Yes, that is a very long title: this was originally listed as being called “Aches and Pains,” which is what our veteran hero is dealing with throughout this episode. Also this week, Anissa began uncovering what happened to her grandfather Alvin; Jennifer’s superstrength emerged after she got into a fight with a couple of bullies at a roller rink; and Tobias and Tori confronted their daddy issues.
1. Iron Man
Before all that, Jefferson gets his Tony Stark by practicing using his powers as repulsors to fly around Freeland. It was lovely to see him enjoy his powers for a bit. Then the whole moment becomes more like Iron Man in another way, with Black Lightning spotting an altercation between police and a Green Light user that threatens to turn lethal, with the superhero stepping in stop the junkie from being shot. After knocking him out, Black Lightning orders the officers to take the young man to the hospital, and fearsomely reminds them to use a taser instead. The whole incident brought to mind the Gulmira sequence in the first Iron Man film, except instead of defending civilians from terrorists, Black Lightning has to protect them from the worst instincts of the police: it really epitomized the issues these different heroes have to face.
2. Back-story everywhere
Back-story details started leaking from the start and it was blinding: we learned Gambi knows Whale (which explains his odd behavior at the end of “LaWanda: The Book of Burial” may have been committed under duress), and that Whale uses a potion that prevents him from ageing. Then we started to learn the circumstances of Alvin Pierce’s murder, who investigated a vaccine that gave children superpowers. Could those have been the cause of Jefferson’s abilities? Does that tie into Whale’s eternal youth? Hopefully we’ll get answers soon, and they’ll make sense too.
3. Sins of the Father
While the back-story is still light on details, we got a lot of emotional insight into Tobias and his sister Tori, with us meeting their father Eldridge, who is the man responsible for Whale’s self-hatred. Practically, it saved the showrunners having to find an albino child actor, but it also symbolically showed how certain people still make you feel like a child. You’d think Whale would’ve resolved his issues with his father years ago, but with Black Lightning back from the dead, you imagine he feels he has to face his demons once and for all if he wants to progress in Lady Eve’s organization.

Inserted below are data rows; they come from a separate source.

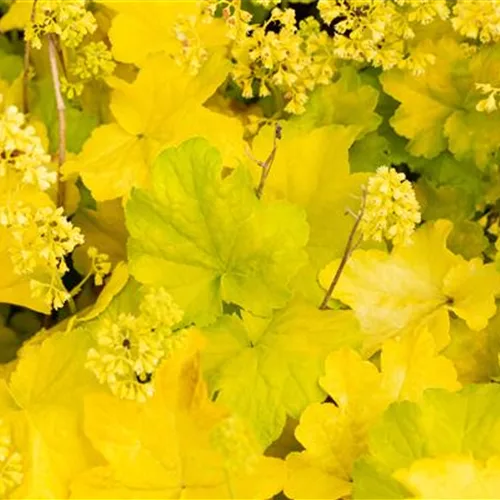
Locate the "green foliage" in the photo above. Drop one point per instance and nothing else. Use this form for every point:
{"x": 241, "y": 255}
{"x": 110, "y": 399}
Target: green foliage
{"x": 209, "y": 240}
{"x": 263, "y": 260}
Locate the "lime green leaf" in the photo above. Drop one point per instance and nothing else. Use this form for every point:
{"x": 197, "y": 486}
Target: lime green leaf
{"x": 161, "y": 108}
{"x": 426, "y": 101}
{"x": 474, "y": 354}
{"x": 266, "y": 369}
{"x": 437, "y": 109}
{"x": 430, "y": 279}
{"x": 348, "y": 102}
{"x": 208, "y": 240}
{"x": 369, "y": 153}
{"x": 371, "y": 481}
{"x": 443, "y": 423}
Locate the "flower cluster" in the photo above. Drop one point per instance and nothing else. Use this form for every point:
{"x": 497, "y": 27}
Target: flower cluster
{"x": 231, "y": 439}
{"x": 380, "y": 32}
{"x": 193, "y": 53}
{"x": 68, "y": 19}
{"x": 289, "y": 59}
{"x": 11, "y": 463}
{"x": 23, "y": 159}
{"x": 130, "y": 348}
{"x": 477, "y": 20}
{"x": 391, "y": 209}
{"x": 43, "y": 238}
{"x": 93, "y": 62}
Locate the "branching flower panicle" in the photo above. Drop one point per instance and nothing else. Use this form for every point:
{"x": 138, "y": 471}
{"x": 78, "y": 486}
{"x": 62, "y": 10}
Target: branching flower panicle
{"x": 380, "y": 32}
{"x": 43, "y": 238}
{"x": 193, "y": 53}
{"x": 477, "y": 20}
{"x": 68, "y": 19}
{"x": 93, "y": 62}
{"x": 11, "y": 463}
{"x": 22, "y": 158}
{"x": 391, "y": 208}
{"x": 130, "y": 348}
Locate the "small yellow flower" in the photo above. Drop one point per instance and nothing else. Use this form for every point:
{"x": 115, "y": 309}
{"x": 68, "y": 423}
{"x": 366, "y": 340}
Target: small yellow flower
{"x": 129, "y": 350}
{"x": 391, "y": 209}
{"x": 22, "y": 154}
{"x": 70, "y": 20}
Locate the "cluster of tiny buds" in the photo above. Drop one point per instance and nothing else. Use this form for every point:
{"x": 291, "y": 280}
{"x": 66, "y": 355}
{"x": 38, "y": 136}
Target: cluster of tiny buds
{"x": 69, "y": 19}
{"x": 11, "y": 463}
{"x": 391, "y": 210}
{"x": 43, "y": 238}
{"x": 193, "y": 54}
{"x": 23, "y": 159}
{"x": 93, "y": 62}
{"x": 129, "y": 350}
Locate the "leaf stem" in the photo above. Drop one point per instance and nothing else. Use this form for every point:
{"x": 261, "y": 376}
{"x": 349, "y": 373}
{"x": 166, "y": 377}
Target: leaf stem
{"x": 266, "y": 165}
{"x": 349, "y": 248}
{"x": 27, "y": 53}
{"x": 61, "y": 114}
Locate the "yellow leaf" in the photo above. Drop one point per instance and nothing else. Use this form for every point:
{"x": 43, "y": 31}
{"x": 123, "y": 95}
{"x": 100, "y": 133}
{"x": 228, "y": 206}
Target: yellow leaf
{"x": 410, "y": 364}
{"x": 164, "y": 448}
{"x": 392, "y": 293}
{"x": 161, "y": 108}
{"x": 111, "y": 162}
{"x": 46, "y": 389}
{"x": 154, "y": 28}
{"x": 455, "y": 476}
{"x": 473, "y": 287}
{"x": 335, "y": 435}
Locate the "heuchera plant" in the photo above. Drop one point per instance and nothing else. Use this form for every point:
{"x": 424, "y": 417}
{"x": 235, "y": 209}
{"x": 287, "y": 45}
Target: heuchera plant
{"x": 249, "y": 249}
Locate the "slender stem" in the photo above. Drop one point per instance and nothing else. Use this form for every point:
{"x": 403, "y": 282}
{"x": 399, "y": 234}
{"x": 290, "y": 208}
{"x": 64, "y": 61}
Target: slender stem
{"x": 349, "y": 248}
{"x": 27, "y": 53}
{"x": 61, "y": 115}
{"x": 72, "y": 306}
{"x": 266, "y": 165}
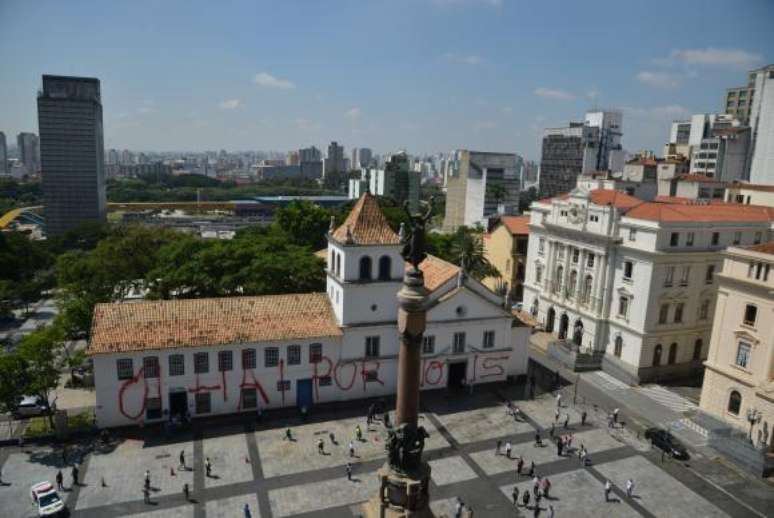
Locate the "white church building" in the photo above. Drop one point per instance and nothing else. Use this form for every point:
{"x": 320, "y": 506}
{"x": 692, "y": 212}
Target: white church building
{"x": 202, "y": 357}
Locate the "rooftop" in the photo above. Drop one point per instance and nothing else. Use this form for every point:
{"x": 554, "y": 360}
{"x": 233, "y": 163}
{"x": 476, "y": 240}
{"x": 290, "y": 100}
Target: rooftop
{"x": 366, "y": 225}
{"x": 166, "y": 324}
{"x": 711, "y": 212}
{"x": 516, "y": 225}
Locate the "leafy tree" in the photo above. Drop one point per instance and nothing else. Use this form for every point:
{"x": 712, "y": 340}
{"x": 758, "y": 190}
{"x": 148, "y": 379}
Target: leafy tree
{"x": 13, "y": 380}
{"x": 303, "y": 223}
{"x": 468, "y": 250}
{"x": 39, "y": 351}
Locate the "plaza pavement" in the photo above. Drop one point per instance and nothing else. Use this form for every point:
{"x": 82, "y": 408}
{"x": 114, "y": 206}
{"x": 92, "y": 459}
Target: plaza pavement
{"x": 281, "y": 478}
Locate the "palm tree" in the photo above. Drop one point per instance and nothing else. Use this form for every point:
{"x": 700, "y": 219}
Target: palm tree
{"x": 468, "y": 252}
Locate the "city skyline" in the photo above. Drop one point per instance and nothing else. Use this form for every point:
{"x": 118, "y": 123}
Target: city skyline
{"x": 281, "y": 76}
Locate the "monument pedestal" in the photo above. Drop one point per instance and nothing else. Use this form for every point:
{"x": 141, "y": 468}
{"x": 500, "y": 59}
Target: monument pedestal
{"x": 401, "y": 496}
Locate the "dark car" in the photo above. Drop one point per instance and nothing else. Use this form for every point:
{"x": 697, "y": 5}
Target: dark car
{"x": 666, "y": 442}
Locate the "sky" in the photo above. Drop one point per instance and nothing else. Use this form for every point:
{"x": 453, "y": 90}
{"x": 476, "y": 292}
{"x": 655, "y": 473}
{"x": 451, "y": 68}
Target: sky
{"x": 422, "y": 75}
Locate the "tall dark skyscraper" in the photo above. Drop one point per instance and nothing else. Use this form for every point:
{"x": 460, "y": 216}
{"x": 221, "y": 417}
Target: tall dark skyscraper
{"x": 72, "y": 152}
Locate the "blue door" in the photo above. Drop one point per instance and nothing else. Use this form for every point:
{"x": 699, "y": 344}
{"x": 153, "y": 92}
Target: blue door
{"x": 304, "y": 393}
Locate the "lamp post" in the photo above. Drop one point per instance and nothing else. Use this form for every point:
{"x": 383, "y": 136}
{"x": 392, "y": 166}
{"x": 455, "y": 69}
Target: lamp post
{"x": 753, "y": 417}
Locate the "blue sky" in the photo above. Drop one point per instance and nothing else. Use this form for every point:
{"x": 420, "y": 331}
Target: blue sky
{"x": 424, "y": 75}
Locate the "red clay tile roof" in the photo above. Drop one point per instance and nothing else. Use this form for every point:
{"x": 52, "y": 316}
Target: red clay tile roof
{"x": 712, "y": 212}
{"x": 516, "y": 225}
{"x": 366, "y": 225}
{"x": 763, "y": 248}
{"x": 698, "y": 178}
{"x": 436, "y": 271}
{"x": 166, "y": 324}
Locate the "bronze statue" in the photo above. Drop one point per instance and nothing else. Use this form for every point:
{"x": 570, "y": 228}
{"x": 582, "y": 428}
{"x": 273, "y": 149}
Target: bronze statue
{"x": 414, "y": 244}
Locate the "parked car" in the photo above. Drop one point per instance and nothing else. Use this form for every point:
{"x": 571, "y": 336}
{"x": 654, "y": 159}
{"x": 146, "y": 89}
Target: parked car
{"x": 665, "y": 441}
{"x": 47, "y": 500}
{"x": 30, "y": 406}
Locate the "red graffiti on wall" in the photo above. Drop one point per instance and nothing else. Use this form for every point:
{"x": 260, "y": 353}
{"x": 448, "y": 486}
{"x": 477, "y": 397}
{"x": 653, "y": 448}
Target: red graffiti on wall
{"x": 432, "y": 366}
{"x": 254, "y": 384}
{"x": 125, "y": 385}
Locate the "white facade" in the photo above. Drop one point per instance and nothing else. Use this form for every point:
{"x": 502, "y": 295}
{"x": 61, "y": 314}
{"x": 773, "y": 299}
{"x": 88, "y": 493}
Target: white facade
{"x": 622, "y": 279}
{"x": 468, "y": 339}
{"x": 762, "y": 123}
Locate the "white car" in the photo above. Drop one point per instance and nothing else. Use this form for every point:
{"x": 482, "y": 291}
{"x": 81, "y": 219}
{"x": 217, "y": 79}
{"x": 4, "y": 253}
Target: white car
{"x": 47, "y": 500}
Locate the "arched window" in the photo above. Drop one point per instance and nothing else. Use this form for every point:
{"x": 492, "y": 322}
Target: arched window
{"x": 365, "y": 268}
{"x": 657, "y": 355}
{"x": 734, "y": 402}
{"x": 672, "y": 353}
{"x": 573, "y": 283}
{"x": 559, "y": 276}
{"x": 618, "y": 346}
{"x": 698, "y": 345}
{"x": 384, "y": 268}
{"x": 587, "y": 282}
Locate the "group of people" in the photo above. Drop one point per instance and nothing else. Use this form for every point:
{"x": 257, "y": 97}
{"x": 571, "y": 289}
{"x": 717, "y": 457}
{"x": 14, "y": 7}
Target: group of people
{"x": 541, "y": 487}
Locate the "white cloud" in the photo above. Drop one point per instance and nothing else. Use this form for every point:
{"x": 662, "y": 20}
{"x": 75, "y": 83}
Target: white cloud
{"x": 658, "y": 79}
{"x": 669, "y": 111}
{"x": 353, "y": 113}
{"x": 464, "y": 59}
{"x": 269, "y": 81}
{"x": 714, "y": 57}
{"x": 231, "y": 104}
{"x": 307, "y": 125}
{"x": 551, "y": 93}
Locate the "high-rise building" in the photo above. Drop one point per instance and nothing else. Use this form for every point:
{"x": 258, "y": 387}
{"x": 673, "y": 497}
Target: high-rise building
{"x": 478, "y": 184}
{"x": 334, "y": 162}
{"x": 72, "y": 152}
{"x": 29, "y": 151}
{"x": 580, "y": 148}
{"x": 762, "y": 124}
{"x": 3, "y": 155}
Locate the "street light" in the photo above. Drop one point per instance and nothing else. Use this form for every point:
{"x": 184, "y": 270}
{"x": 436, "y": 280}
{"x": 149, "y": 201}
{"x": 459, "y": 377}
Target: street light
{"x": 753, "y": 417}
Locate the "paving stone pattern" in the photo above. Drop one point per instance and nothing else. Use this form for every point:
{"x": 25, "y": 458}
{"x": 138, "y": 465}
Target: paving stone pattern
{"x": 280, "y": 478}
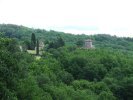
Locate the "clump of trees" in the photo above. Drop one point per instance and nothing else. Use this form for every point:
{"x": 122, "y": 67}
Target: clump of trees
{"x": 65, "y": 72}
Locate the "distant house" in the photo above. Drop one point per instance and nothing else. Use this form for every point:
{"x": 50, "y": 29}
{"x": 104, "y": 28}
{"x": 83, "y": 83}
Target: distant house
{"x": 41, "y": 45}
{"x": 88, "y": 44}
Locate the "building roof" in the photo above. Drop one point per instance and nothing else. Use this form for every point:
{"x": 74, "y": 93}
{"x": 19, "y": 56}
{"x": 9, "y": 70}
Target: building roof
{"x": 88, "y": 40}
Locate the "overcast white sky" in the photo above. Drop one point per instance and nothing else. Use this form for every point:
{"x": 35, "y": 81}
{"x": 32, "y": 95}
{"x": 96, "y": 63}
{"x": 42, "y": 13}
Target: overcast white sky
{"x": 74, "y": 16}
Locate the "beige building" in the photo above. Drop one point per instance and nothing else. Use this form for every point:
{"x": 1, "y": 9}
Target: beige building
{"x": 88, "y": 44}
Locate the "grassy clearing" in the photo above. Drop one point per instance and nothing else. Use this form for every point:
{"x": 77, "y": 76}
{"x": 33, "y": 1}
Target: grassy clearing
{"x": 31, "y": 51}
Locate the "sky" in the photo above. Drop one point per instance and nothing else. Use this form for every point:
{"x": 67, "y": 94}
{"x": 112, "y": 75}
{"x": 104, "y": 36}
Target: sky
{"x": 114, "y": 17}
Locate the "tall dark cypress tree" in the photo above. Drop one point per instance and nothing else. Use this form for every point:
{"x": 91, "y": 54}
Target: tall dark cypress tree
{"x": 33, "y": 41}
{"x": 37, "y": 47}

It’s a testament to how Whale’s been fleshed out in previous episodes that you briefly wonder if he would forgive his father and leave him to die in poverty. In a way he did, because he technically paralyzed him instead of killing him. That’s the cruelest way to spare someone I’ve ever seen.
4. School’s out
Surprisingly, we didn’t see Jefferson as a high school principal at all this week, with most of the episode following his nighttime escapades. You’d think the stress of running a school would’ve compounded that of being a vigilante, so there was a missed opportunity there to highlight how a lack of sleep could be causing his inability to think clearly, a problem that leads to his inevitable humiliation by Joey Toledo.
What’s your favorite superhero starting outfit? Is it Spider-Man’s homemade Homecoming outfit, Captain America’s USO costume from The First Avenger, or Daredevil’s black Season 1 duds? Anissa’s initial blue costume with a blonde wig has to be one of the downright funniest and campiest so far. It brings to mind Nightwing’s gaudy original costume from Wolfman and Pérez’s “Teen Titans” run.
It’s quite funny how an episode revealing Jennifer likes to borrow Anissa’s clothes would contain the genesis of her Thunder costume. It is interesting how the motif of superhero vigilantism as fetish from “The Book of Burial” has also made its way back into the series. I found the shot of Anissa’s rear when she tears her latex outfit a bit much though.
– Between Whale’s dad, Jefferson and Lynn’s approaches to telling off Jennifer, and Jefferson’s reluctance to talk to Anissa about her grandfather, the whole episode is just a series of parenting contrasts.
– It appears Joey Toledo was the henchman sent to kill Black Lightning. It’s hard to believe this skinny slimeball could’ve ever defeated Black Lightning, but then he did fail to kill him.
See you in a couple of weeks: “Three Sevens: The Book of Thunder” doesn’t air until February 27.